In Last Man Standing, the author's aim was to create a convincing character whose behavior as a psychiatrist would ring true. "I wanted to add authenticity to the role of the psychiatrist and to make as real as possible the relationship between patient and doctor," he says.
Baldacci visited Sobelman's office and spent about a day talking about the mental health profession. He outlined his plot and characters for Sobelman, then asked if he found them plausible.
"I don't go out with a bunch of questions because I would probably get back a lot of static answers," Baldacci says. Instead, the author allows the conversation to flow wherever seems natural. "I try to absorb everything he says."
Often, Baldacci's imagination is particularly piqued by small details. Nuances, he says, may provide small gateways into large fictional developments. "The more you know about things, the more twists and subplots you can come up with. I think really dramatic events arise from small details built carefully, and that is what I try to do."
For example, he was intrigued by Sobelman's description of how psychologists may better discern a patient's true feelings through acute observation - in addition to listening. "Steve talked about `cueing' - body language and reading between the lines of what they say.

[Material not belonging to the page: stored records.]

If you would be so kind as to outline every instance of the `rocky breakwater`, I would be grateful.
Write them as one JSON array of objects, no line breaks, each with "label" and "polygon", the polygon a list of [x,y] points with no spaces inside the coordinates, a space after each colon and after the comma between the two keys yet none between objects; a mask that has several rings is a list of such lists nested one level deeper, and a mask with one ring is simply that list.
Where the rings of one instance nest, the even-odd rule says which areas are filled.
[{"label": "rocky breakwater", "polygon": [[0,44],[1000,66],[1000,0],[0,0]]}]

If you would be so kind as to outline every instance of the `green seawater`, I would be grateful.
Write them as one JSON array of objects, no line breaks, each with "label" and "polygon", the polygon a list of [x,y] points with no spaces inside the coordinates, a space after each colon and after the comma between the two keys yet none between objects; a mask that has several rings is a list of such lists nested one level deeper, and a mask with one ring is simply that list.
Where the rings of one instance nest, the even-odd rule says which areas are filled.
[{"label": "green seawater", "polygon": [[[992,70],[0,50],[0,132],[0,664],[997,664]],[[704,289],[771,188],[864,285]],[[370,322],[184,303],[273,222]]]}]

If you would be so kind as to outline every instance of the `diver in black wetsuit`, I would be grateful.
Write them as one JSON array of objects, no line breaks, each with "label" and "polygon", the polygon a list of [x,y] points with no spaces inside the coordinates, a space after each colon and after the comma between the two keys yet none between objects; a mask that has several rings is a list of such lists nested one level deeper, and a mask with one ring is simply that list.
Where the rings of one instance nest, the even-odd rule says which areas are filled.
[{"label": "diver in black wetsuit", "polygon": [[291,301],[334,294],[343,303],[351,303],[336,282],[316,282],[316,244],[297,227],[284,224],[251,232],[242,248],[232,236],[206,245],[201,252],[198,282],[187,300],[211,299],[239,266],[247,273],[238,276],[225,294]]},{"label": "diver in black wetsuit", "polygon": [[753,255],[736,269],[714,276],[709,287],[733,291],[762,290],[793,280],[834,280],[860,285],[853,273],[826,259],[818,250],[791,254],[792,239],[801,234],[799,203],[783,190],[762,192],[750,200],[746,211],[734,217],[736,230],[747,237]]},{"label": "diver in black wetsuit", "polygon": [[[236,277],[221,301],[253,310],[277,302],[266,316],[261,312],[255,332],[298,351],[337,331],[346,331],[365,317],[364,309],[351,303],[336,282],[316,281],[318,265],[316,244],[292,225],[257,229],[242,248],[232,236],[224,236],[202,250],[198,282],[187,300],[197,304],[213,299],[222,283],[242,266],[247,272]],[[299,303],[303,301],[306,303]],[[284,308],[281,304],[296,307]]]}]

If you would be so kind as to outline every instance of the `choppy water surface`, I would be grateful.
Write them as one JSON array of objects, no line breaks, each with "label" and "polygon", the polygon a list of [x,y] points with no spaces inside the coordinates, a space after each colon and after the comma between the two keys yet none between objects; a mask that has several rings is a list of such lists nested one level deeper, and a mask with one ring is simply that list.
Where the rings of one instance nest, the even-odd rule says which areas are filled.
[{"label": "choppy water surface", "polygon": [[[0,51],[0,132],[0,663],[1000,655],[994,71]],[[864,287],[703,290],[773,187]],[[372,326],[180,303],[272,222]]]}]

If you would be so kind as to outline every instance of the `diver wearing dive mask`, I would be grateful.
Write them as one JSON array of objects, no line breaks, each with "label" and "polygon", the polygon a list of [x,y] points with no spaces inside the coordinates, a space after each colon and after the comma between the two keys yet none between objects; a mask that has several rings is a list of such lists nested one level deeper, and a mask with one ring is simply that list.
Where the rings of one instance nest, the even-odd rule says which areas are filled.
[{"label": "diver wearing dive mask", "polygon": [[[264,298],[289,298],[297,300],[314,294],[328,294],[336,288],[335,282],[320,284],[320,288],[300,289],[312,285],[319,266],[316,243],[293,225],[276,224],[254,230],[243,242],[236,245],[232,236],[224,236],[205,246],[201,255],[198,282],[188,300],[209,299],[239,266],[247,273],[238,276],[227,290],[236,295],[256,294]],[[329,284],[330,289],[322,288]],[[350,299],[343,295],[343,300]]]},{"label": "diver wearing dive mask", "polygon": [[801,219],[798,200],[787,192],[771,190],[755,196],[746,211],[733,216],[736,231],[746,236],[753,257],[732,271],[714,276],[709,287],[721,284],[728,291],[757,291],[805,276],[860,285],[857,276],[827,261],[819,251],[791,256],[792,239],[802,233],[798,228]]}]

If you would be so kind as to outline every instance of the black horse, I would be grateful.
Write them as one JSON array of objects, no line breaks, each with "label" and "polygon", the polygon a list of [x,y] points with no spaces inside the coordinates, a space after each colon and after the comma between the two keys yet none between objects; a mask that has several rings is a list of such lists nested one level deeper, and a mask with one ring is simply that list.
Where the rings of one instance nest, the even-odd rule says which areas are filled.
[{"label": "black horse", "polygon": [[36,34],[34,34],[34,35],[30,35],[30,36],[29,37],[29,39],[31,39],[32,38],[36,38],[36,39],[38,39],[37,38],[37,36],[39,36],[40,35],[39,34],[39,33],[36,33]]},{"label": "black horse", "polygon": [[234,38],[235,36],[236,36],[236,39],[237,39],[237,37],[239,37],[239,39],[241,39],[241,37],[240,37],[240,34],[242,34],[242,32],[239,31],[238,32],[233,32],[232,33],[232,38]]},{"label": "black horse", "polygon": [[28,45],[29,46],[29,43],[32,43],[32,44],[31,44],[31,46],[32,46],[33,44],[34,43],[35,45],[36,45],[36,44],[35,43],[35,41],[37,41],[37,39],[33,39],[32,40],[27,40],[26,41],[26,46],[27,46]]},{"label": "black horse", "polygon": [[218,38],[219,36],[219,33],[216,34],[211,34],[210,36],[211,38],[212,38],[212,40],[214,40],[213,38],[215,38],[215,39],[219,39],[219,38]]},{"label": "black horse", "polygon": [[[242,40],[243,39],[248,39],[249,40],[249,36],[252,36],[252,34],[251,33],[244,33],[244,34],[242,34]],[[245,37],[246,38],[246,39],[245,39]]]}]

About how you listen to the cues embedded in their speech," Baldacci says. "I was really interested in that."
And the author found the fact that Sobelman keeps teddy bears in his office to put patients (especially children) at ease interesting enough to include in his book.
After years of seeing - or reading - poorly drawn fictionalized accounts of psychologists and psychiatrists, Sobelman, who is president-elect of the Maryland Psychological Association and a professor at Loyola College, was happy to be consulted. "I've done professional writing - as part of being an academic - and I've co-authored books, but this is so totally different," he says. "And I just remember how badly some psychiatrists have been portrayed in other movies or books."
Take, for example, the psychiatrist played by Barbra Streisand in The Prince of Tides. In that film, Streisand's character sleeps with her patient - a thoroughly unethical action.
Perhaps Sobelman's proudest contribution to the book - and perhaps to the body of artistic works portraying psychiatrists and psychologists, in general - is that he strongly discouraged Baldacci from having his fictional psychiatrist have an affair with her patient.
"I said: `Why can't somebody just be ethical?' " Sobelman says.
The author thought about it for awhile and said, "You know, you're right."
No doubt psychologists and psychiatrists everywhere will thank them both.